自分のために、自分の肌を愛でてもらいたい。
ーーそもそも、男性と女性の肌質はどれほど違うのでしょう?
福岡さん:私は専門家ではないので断言はできませんが、化粧品業界の目線で見るときっと大きく違うと思います。皮脂の出やすさとか、ホルモンの関係とか。〈BOTCHAN〉も皮脂に対するアプローチはかなり気にしています。
加登さん:これまでのメンズコスメはメンソール入りの爽快感があるものが一般的で、さっぱり爽やかな使用感が好まれていたんです。でも、〈BOTCHAN〉は男性にも肌を愛でてもらうことを目指していたので、とにかく優しくケアできる製品を目指しました。例えば「ジェントルクレンザー」は泡立ちがよく、肌をゴシゴシするのではなく濃密な泡でふんわり洗える洗顔料。洗浄成分が強すぎないため、洗い上がりに肌がつっぱらないのもポイントです。「フォレストトナー」は爽快感より保湿力を優先して、シェービングローションとしても使えるようアルコールフリーにこだわりました。女性が使っている化粧水や乳液を同じくらい、トロッとした使用感になっています。
ーーたしかに私が普段使っているものに近いです。自然な香りもいいですね。
加登さん:スキンケアに慣れている女性は少々ベトっとしていてもそれを“保湿”として受け入れられるんですけど、これまで肌に気を配っていなかった男性の中にはベタつきを嫌がる方もいるんです。なので、ベタベタしすぎないけどしっかり保湿ができるような、絶妙なバランスの製品になっています。特にこだわったのは「フラワーモイスチャライザー」で、通常のクリームより水分が多くてサラッとしたジェルクリーム状になっています。「ハニーリップバーム」も、テカテカするのを嫌がる人が多いと思うのでマットな質感を実現しました。
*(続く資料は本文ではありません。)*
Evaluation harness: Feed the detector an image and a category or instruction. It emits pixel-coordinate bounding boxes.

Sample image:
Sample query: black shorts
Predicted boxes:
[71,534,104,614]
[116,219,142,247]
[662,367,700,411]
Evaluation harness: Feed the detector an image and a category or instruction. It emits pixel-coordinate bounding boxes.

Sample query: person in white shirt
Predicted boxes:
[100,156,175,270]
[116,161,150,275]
ーー本当に、ジェンダーに関係なく誰でも愛用できそうです。
加登さん:一応メンズコスメとして販売しているものの、ブランド開始1年目から女性のお客さんが増えて、今では半数以上が女性です。ギフトで購入する方もいますし、〈BOTCHAN〉の使用感を気に入ってリピートしてくださる方も多いですね。
福岡さん: これまでコスメに手を伸ばさなかった人たちにも届くよう、価格帯は1,000〜2,000円台に設定しています。メンズコスメは一般的に洗顔と化粧水のペアが中心なのですが、〈BOTCHAN〉は乳液まで購入する方がほとんど。3品あった方がカラフルで可愛いという理由もあるのかもしれません。
ーー実際にお客さんからはどのような声が届いていますか?
福岡さん:今までメンズのコーナーで自分にフィットする商品を見つけられなかったという方々は、〈BOTCHAN〉の登場をとても喜んでくれています。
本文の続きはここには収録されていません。